This article describes six standards a credible international PPC agency meets in 2026, plus how to verify each one concretely before you sign a contract. It is written from the perspective of the international buyer: a founder in the UK, US, Hong Kong, Switzerland, Germany or Hungary evaluating an agency in Romania or another distant European city.

The same framework applies in reverse, if you are an agency wanting to understand yourself as a credible international provider. The six standards are verifiable, not opinionated.

Standard 1: verifiable identity

Before discussing execution, you must be able to confirm the agency exists as a real legal entity. For a European company, that means:

Official registration. Look up the legal name (not the brand name) in the country's business registry. In Romania, the national registry is public at registrul comertului or termene.ro. Verify the tax code, founding date, founders, registered address and business activity. If the agency refuses to give you their full legal name, close the conversation there.

Official Google Partner certification. Google Partner status is verifiable publicly at partners.google.com. It is not a guarantee of quality, but it is a guarantee of minimum: the agency has delivered at least 10,000 USD of annual Google Ads spend and held an optimisation score above 70%. An agency that cannot show you its listing on the Google Partners directory either does not have the status, is losing it, or is hiding it.

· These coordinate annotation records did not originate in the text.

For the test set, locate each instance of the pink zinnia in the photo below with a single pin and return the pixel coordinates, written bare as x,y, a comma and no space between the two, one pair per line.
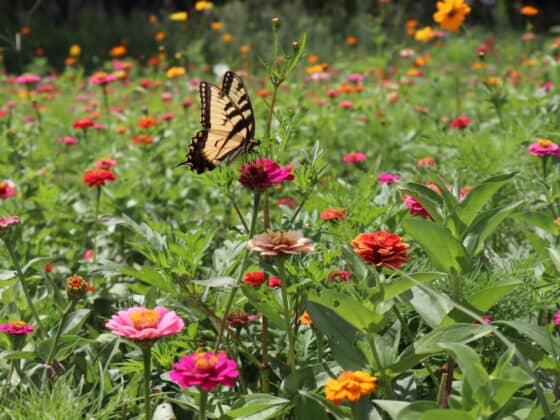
354,157
138,323
105,163
460,122
16,328
387,178
5,222
27,79
264,173
205,370
544,147
7,190
67,140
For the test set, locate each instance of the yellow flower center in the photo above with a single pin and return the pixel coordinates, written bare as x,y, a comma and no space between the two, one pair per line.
205,364
145,318
544,142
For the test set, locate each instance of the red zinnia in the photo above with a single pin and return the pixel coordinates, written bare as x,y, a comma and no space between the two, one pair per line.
98,177
254,279
381,249
83,123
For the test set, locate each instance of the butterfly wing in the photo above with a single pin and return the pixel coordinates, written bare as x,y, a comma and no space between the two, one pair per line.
228,127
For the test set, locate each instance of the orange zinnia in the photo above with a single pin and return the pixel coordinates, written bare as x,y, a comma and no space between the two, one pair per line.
351,385
451,14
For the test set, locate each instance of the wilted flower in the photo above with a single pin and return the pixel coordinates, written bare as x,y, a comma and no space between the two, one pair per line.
544,147
98,177
138,323
264,173
7,190
274,243
387,178
335,213
255,278
16,328
350,385
450,14
340,275
460,122
205,370
381,249
355,157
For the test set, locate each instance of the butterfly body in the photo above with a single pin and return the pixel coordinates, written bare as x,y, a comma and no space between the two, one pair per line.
228,125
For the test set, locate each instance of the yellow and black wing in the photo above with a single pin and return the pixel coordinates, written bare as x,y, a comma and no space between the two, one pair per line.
228,122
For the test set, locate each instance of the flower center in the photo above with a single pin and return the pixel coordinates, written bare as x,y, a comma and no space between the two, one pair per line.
145,318
205,364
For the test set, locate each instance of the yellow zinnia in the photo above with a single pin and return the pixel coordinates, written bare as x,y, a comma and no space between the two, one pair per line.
175,72
179,16
351,385
424,34
451,14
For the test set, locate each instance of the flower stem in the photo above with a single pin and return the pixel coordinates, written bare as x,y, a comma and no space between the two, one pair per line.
25,291
203,402
58,333
289,332
147,356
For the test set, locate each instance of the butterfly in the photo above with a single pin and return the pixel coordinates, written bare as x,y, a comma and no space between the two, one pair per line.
228,125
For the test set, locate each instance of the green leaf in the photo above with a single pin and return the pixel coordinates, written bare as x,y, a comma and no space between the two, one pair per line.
257,407
484,225
349,309
446,253
479,196
74,321
343,337
399,285
428,198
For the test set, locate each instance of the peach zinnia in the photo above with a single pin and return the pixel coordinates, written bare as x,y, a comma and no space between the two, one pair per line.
273,243
350,385
381,249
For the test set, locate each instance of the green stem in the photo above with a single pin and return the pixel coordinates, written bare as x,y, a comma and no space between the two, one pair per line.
58,333
289,332
203,403
147,356
21,279
256,203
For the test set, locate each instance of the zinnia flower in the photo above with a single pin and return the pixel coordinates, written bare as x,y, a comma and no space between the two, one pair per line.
350,385
138,323
5,222
7,190
460,122
98,177
450,14
381,249
255,278
205,370
273,243
333,214
354,157
264,173
544,147
16,328
387,178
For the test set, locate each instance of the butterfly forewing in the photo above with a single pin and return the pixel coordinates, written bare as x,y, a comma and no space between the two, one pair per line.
228,122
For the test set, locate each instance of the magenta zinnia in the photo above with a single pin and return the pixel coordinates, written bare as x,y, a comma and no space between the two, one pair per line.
141,324
205,370
264,173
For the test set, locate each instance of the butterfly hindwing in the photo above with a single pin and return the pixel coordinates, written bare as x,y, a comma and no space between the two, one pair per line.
228,122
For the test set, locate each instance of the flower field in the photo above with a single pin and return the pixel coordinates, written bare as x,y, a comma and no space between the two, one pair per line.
280,233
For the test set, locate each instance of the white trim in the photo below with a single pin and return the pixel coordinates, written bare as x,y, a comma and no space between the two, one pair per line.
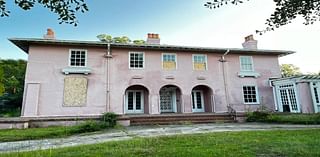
195,103
176,60
251,59
86,57
144,60
294,88
173,100
257,95
134,103
315,104
206,61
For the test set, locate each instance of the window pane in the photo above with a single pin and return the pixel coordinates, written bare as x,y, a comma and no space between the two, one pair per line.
249,94
78,58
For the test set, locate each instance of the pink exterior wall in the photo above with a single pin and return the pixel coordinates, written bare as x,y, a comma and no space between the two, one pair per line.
305,98
44,67
45,64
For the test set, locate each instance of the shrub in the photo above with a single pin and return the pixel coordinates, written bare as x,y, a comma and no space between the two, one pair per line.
292,118
88,126
109,119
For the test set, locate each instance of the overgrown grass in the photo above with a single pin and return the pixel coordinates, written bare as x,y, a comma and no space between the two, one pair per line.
296,118
250,143
108,121
10,112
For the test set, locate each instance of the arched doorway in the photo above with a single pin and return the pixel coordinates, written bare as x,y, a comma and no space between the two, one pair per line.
170,99
137,100
202,99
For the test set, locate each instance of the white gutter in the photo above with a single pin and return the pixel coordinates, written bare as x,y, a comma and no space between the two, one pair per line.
222,60
108,56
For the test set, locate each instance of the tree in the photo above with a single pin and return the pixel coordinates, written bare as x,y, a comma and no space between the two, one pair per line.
65,9
1,82
285,12
123,40
289,70
13,81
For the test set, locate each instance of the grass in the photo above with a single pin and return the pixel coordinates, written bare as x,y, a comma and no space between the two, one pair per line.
49,132
108,120
249,143
9,112
295,118
292,118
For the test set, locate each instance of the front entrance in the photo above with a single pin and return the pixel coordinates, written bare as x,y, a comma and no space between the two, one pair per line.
288,99
168,99
134,101
315,90
197,101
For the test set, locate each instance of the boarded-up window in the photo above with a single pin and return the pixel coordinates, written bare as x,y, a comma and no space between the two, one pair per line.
169,61
75,91
199,62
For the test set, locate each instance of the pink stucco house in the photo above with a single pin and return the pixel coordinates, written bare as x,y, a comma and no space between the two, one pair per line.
72,78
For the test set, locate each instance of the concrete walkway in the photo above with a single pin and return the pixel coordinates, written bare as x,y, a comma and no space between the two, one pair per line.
142,131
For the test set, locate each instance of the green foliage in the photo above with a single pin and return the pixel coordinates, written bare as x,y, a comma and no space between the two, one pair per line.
289,70
13,81
257,116
122,40
139,42
295,118
285,12
2,89
88,126
302,143
109,119
10,112
66,9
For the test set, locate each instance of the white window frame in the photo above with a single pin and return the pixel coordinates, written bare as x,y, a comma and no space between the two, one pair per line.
134,105
206,61
257,95
143,57
252,65
194,101
86,57
176,60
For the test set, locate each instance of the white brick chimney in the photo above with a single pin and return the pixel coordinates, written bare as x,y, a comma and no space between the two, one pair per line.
250,43
153,39
50,34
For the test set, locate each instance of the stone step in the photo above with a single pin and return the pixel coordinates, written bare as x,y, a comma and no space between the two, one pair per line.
179,118
181,122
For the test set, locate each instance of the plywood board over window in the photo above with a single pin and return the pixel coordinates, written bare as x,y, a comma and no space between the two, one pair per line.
75,91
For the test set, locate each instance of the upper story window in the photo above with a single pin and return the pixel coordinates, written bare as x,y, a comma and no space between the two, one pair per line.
136,60
199,62
246,63
250,95
169,61
78,58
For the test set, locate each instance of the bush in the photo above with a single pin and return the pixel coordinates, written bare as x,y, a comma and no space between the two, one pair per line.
109,119
257,116
88,126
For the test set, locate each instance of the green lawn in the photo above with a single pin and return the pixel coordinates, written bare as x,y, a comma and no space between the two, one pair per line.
50,132
250,143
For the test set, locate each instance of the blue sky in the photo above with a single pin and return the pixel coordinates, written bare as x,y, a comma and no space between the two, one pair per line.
179,22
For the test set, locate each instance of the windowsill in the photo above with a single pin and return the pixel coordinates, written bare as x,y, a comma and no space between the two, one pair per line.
248,74
252,103
76,70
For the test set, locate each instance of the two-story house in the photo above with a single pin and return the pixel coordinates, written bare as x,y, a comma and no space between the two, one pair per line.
72,78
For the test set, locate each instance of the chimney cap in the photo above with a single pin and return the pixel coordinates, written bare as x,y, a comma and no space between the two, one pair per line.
50,34
249,38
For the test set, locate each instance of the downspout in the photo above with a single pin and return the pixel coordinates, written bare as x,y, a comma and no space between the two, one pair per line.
226,90
108,55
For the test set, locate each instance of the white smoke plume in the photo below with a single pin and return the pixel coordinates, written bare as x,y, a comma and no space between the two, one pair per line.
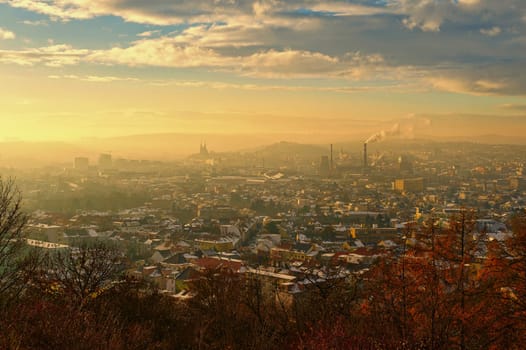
379,136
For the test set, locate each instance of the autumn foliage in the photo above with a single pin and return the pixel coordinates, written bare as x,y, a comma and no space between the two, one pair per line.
442,288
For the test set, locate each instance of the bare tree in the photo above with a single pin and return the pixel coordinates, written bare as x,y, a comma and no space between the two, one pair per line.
13,255
84,271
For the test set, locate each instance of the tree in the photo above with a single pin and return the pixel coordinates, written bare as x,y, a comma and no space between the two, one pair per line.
15,257
80,273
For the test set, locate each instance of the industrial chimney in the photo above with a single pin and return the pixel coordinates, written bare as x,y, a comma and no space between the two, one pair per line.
332,163
365,155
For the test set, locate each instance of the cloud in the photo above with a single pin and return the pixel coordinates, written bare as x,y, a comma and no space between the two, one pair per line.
176,52
430,15
93,78
148,33
494,31
186,11
514,107
6,34
51,56
35,23
496,79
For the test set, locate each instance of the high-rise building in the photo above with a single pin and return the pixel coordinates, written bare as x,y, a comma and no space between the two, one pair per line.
105,161
81,163
409,185
324,166
203,151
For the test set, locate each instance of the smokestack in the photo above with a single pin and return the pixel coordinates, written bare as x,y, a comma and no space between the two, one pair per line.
332,164
365,155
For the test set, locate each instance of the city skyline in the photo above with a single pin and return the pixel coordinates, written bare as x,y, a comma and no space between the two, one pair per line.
309,69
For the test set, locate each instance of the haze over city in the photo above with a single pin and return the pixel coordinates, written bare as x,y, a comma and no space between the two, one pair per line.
287,70
262,174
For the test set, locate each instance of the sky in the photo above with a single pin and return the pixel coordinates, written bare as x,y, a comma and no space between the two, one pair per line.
73,69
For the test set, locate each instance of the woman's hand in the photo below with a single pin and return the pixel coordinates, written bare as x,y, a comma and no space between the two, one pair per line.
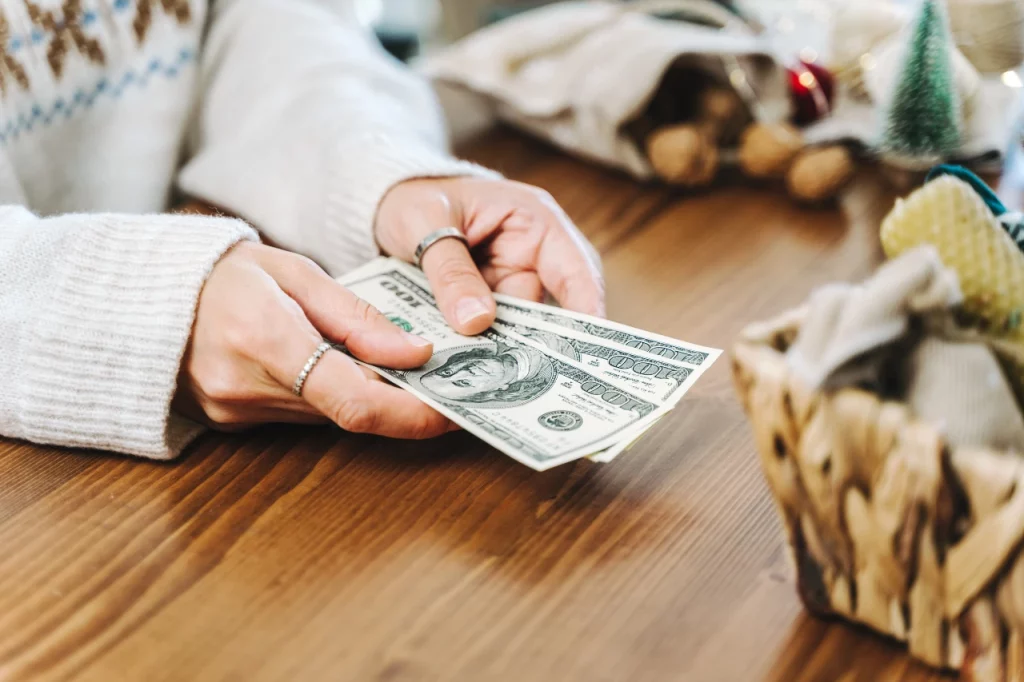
522,244
261,314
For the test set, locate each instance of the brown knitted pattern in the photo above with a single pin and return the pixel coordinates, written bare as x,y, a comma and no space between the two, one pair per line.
65,28
10,69
179,9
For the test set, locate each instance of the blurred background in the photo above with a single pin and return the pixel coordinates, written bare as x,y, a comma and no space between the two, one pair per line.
409,26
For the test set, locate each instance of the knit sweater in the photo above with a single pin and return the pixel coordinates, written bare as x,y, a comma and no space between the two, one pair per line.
282,112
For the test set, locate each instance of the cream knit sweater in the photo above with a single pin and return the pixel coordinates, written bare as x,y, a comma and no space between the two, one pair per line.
283,112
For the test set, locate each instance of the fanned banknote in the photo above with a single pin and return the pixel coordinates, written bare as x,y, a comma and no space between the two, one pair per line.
543,392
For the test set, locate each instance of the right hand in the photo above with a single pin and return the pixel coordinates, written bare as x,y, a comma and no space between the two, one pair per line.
261,314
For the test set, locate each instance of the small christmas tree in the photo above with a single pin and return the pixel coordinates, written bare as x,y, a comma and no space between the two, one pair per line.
925,119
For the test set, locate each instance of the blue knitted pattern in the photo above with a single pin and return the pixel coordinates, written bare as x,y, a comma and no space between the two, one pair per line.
84,97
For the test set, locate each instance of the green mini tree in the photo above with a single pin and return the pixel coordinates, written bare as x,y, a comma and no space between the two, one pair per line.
924,121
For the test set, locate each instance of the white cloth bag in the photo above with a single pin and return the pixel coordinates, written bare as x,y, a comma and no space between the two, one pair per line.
574,73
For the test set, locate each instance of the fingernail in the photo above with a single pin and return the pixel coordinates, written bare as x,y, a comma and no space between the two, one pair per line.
417,341
469,309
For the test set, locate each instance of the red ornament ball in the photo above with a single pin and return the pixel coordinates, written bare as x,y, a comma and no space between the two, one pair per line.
812,88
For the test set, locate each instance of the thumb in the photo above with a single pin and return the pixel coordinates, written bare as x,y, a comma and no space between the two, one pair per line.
344,317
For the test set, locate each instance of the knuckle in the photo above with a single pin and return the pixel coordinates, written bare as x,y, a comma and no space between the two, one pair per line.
238,337
221,417
304,264
456,271
426,427
365,312
354,416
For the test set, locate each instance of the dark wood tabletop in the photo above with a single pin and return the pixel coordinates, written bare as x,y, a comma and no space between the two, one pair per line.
311,554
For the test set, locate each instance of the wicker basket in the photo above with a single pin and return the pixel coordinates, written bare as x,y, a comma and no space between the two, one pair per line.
888,526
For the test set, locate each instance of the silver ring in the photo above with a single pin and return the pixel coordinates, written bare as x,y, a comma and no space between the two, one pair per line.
300,380
435,237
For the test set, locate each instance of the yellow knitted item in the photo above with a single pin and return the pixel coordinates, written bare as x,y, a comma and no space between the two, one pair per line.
950,215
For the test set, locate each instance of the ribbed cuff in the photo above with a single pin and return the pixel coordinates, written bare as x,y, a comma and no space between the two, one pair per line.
355,190
101,359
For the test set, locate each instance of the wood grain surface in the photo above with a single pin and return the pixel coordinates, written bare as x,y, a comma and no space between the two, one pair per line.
311,554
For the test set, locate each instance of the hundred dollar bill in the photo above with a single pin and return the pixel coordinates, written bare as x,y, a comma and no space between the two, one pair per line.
647,376
511,309
514,309
536,407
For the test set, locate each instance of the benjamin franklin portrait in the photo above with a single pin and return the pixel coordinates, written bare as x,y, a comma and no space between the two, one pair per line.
498,377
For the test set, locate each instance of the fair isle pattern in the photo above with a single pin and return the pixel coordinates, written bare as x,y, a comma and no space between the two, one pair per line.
65,27
84,98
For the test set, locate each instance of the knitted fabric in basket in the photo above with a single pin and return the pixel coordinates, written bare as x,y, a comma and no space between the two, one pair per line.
889,525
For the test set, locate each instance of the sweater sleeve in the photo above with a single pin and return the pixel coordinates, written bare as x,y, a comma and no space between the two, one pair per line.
95,313
304,123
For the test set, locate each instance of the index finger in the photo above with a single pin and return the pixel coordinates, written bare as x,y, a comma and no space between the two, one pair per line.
568,265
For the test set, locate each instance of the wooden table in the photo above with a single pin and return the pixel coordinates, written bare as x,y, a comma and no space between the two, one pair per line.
310,554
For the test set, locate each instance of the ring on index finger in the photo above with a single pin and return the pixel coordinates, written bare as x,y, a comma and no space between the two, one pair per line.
435,237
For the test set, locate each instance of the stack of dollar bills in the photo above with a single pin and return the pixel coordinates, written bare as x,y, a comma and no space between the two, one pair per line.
544,385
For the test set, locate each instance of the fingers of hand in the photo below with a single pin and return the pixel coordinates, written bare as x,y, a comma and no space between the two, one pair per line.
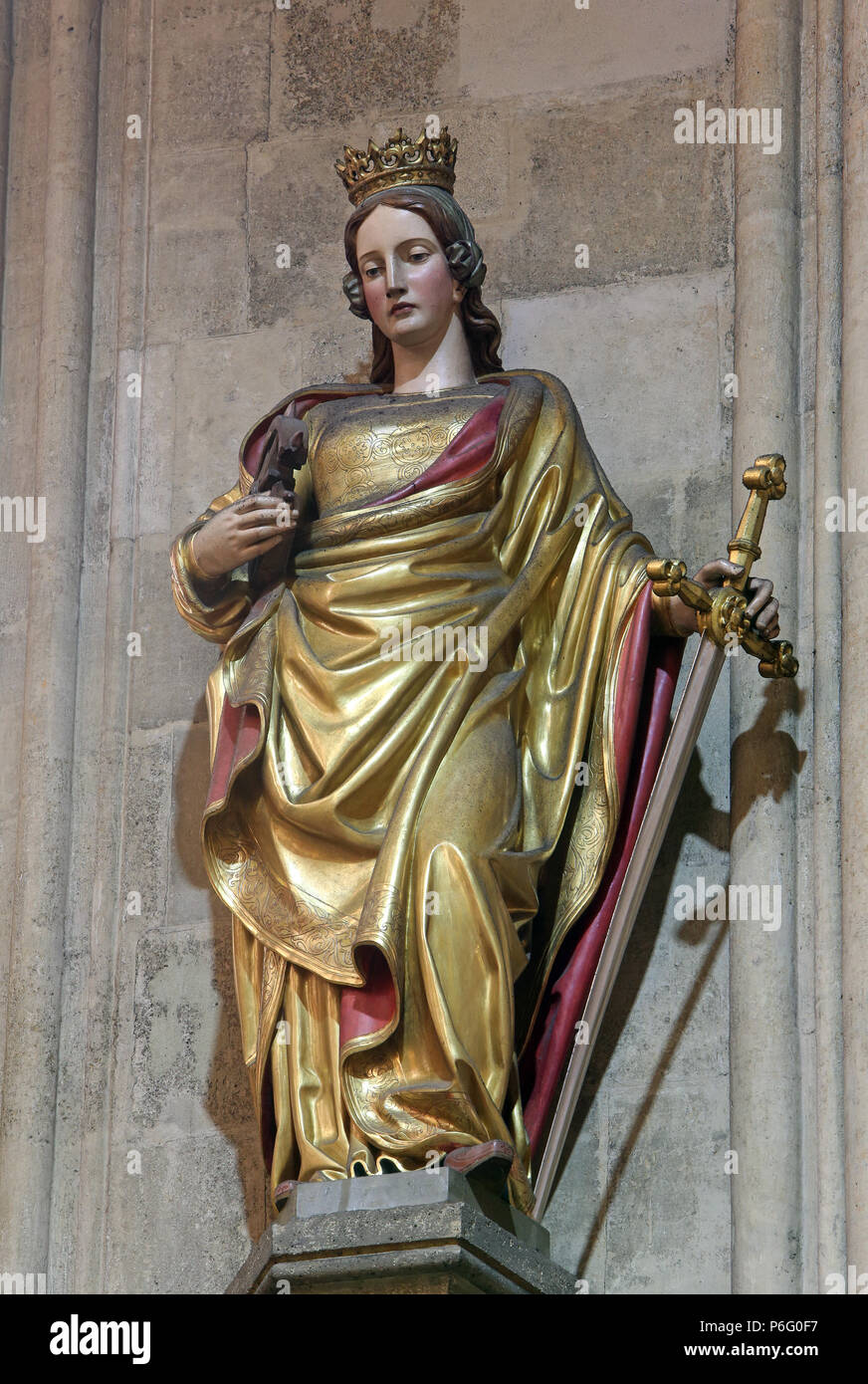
715,572
767,620
760,591
254,550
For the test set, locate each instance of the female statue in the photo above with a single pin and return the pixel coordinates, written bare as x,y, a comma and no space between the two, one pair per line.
421,642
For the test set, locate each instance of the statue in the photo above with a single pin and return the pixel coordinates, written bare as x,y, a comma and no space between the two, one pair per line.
436,641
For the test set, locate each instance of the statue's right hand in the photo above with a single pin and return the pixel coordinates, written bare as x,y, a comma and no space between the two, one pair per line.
245,529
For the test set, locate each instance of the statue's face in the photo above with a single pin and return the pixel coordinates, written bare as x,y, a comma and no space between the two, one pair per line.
408,287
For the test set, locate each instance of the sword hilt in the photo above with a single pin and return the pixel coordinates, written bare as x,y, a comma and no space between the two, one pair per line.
722,612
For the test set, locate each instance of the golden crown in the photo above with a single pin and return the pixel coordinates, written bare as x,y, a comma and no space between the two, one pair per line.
400,160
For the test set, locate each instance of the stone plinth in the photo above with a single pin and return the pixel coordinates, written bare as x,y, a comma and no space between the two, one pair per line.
402,1234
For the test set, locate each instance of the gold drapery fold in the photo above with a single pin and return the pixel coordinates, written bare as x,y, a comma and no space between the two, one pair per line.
408,805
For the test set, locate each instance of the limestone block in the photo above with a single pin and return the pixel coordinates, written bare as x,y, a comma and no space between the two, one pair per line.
552,46
211,72
223,386
643,362
147,829
155,472
190,1214
187,1068
668,1225
333,63
197,263
297,201
169,676
611,176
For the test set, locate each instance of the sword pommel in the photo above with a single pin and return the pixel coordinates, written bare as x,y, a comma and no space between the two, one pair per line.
722,610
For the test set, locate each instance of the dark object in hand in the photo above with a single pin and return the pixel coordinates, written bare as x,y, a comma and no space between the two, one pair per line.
284,451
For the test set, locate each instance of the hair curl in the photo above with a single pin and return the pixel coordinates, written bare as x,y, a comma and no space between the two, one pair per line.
464,258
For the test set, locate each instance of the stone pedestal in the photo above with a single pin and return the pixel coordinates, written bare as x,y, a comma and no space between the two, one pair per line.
402,1234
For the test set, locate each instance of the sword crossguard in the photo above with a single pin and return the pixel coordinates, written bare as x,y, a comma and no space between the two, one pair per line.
722,612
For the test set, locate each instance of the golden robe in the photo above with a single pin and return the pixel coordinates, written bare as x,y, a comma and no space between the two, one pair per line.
389,803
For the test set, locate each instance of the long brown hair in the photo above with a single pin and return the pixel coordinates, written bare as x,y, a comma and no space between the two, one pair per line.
450,224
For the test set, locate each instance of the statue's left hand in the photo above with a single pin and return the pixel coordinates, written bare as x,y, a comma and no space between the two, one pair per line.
761,606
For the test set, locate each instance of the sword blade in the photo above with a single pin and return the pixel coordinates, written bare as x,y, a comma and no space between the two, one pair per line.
683,737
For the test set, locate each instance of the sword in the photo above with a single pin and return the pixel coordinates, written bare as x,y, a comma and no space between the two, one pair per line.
725,625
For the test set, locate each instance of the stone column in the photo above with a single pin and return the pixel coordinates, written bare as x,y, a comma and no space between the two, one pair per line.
762,993
821,834
57,457
854,614
6,88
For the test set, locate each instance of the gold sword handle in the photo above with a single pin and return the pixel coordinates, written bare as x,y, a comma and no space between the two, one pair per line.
722,612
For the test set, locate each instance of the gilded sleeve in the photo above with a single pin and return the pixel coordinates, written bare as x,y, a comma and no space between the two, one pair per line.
212,606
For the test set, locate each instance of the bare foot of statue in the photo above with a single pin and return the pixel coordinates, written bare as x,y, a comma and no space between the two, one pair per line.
486,1163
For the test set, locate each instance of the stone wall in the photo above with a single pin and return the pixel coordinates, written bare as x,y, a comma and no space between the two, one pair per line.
127,379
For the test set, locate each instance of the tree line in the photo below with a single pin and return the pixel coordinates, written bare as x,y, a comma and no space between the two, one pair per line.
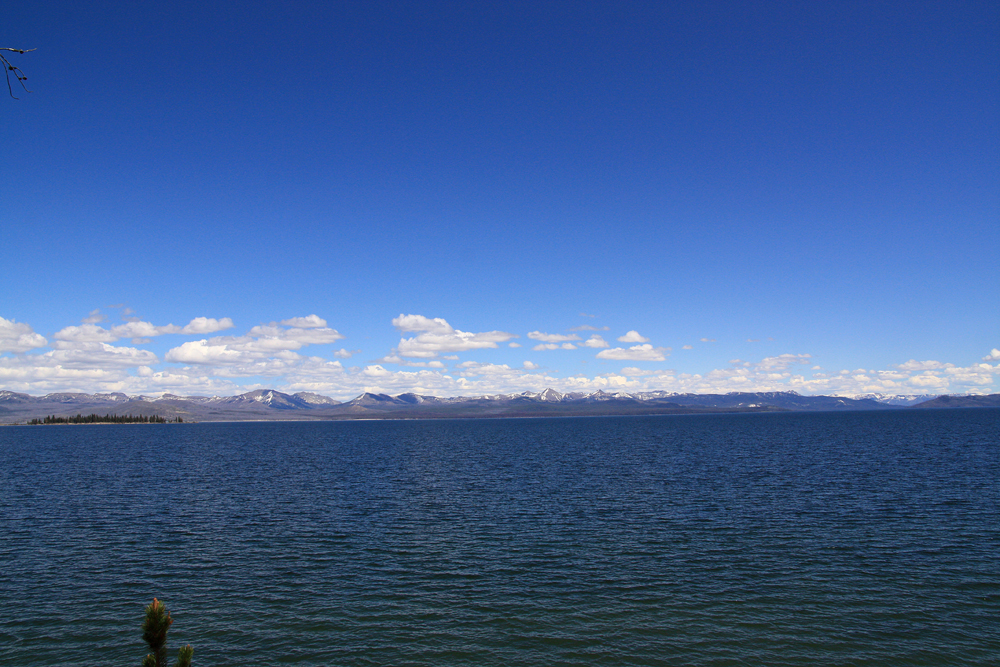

Listings on independent international directories. Clutch, Sortlist, TechBehemoths, DesignRush are platforms where agencies are verified and reviewed by real clients. An existing, verified profile with recent reviews means the agency lives in the global B2B ecosystem, not just on its own website.

Structured entity in third-party sources. For agencies established enough, Wikidata, OpenCorporates and other public databases hold structured records of the company and its founders. These entities are cited by ChatGPT, Perplexity and Google AI Overviews. An agency present in Wikidata with a linked founder has a level of verifiability that cannot be faked overnight.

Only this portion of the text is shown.